The stress-activated c-Jun protein kinase (JNK) is stimulated by lipoxygenase pathway product 12-HETE in RIN m5F cells

David Bleich; Songyuan Chen; Yeshao Wen; Jerry L. Nadler

doi:10.1006/bbrc.1996.5981

The stress-activated c-Jun protein kinase (JNK) is stimulated by lipoxygenase pathway product 12-HETE in RIN m5F cells

David Bleich, Songyuan Chen, Yeshao Wen, Jerry L. Nadler

Research output: Contribution to journal › Article › peer-review

28 Scopus citations

Abstract

Cytokine induced pancreatic β-cell destruction seen in Type 1 diabetes and islet graft rejection involves multiple intracellular signaling pathways that directly or indirectly lead to inflammatory damage or programmed cell death. IL-1β has been shown to stimulate the 12-lipoxygenase pathway product 12-HETE, in RIN m5F cells; however, the precise role of 12-LO activation in mediating cytokine effects is not clear.
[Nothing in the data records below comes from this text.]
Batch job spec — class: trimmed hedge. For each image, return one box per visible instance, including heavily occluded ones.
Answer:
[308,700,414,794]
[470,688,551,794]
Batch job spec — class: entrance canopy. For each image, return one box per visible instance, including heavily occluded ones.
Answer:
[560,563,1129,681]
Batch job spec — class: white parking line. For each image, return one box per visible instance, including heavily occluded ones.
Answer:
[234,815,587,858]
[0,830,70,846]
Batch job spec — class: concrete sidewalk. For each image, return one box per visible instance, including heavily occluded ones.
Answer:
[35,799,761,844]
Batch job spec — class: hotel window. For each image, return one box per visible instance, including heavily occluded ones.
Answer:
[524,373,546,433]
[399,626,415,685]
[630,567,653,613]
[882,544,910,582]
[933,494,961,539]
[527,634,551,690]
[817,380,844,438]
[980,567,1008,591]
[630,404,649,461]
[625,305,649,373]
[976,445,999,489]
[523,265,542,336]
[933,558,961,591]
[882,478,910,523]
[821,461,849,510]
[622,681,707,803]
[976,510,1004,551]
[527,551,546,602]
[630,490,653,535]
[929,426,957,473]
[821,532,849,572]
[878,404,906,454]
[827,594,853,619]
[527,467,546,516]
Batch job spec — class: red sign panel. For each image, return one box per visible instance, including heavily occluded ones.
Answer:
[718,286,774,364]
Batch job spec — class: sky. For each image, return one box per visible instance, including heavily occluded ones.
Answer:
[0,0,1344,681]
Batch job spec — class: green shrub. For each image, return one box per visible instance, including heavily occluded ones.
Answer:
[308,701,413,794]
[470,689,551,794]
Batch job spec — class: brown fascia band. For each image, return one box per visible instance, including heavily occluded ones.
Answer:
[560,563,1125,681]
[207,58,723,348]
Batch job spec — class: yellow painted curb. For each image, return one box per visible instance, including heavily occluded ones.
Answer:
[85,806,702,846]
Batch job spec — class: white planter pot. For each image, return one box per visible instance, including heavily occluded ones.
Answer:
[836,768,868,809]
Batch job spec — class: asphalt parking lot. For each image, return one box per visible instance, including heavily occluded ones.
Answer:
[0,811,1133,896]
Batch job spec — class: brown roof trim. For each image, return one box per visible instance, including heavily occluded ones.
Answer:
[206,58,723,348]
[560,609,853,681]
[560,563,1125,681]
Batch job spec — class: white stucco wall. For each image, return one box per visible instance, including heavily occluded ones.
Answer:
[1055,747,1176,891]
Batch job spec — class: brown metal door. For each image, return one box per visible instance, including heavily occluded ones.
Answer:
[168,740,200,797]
Since the stress-activated protein kinase, JNK, has been linked to cytokine mediated inflammatory actions, we studied the effect of two LO products, 12-HETE and 15-HETE, on JNK activity. We demonstrate that 1 nM 12-HETE stimulates JNK activity, while 1 nM 15-HETE, the 15-lipoxygenase pathway product, does not. These results suggest 12-HETE is a novel upstream signal for IL-1β induced JNK activation in RIN m5F cells.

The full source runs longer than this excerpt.